The Labour leader exploited Conservative splits over disability benefits.

It didn't take long for Theresa May to herald the Conservatives' Copeland by-election victory at PMQs (and one couldn't blame her). But Jeremy Corbyn swiftly brought her down to earth. The Labour leader denounced the government for "sneaking out" its decision to overrule a court judgement calling for Personal Independence Payments (PIPs) to be extended to those with severe mental health problems.

Rather than merely expressing his own outrage, Corbyn drew on that of others. He smartly quoted Tory backbencher Heidi Allen, one of the tax credit rebels, who has called on May to "think agan" and "honour" the court's rulings. The Prime Minister protested that the government was merely returning PIPs to their "original intention" and was already spending more than ever on those with mental health conditions. But Corbyn had more ammunition, denouncing Conservative policy chair George Freeman for his suggestion that those "taking pills" for anxiety aren't "really disabled". After May branded Labour "the nasty party" in her conference speech, Corbyn suggested that the Tories were once again worthy of her epithet.

May emphasised that Freeman had apologised and, as so often, warned that the "extra support" promised by Labour would be impossible without the "strong economy" guaranteed by the Conservatives. "The one thing we know about Labour is that they would bankrupt Britain," she declared. Unlike on previous occasions, Corbyn had a ready riposte, reminding the Tories that they had increased the national debt by more than every previous Labour government.
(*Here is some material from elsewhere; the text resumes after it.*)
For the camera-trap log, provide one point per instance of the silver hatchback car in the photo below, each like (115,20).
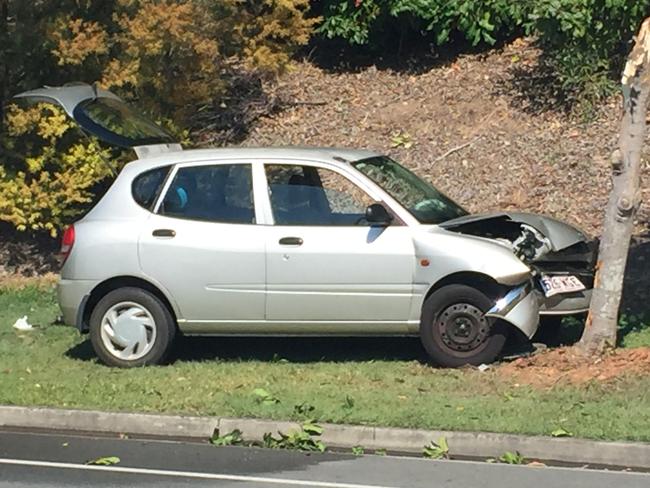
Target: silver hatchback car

But May saved her jibe of choice for the end, recalling shadow cabinet minister Cat Smith's assertion that the Copeland result was an "incredible achivement" for her party. "I think that word actually sums up the Right Honourable Gentleman's leadership. In-cred-ible," May concluded, with a rather surreal Thatcher-esque flourish.

Yet many economists and EU experts say the same of her Brexit plan. Having repeatedly hailed the UK's "strong economy" (which has so far proved resilient), May had better hope that single market withdrawal does not wreck it. But on Brexit, as on disability benefits, it is Conservative rebels, not Corbyn, who will determine her fate.

George Eaton is political editor of the New Statesman.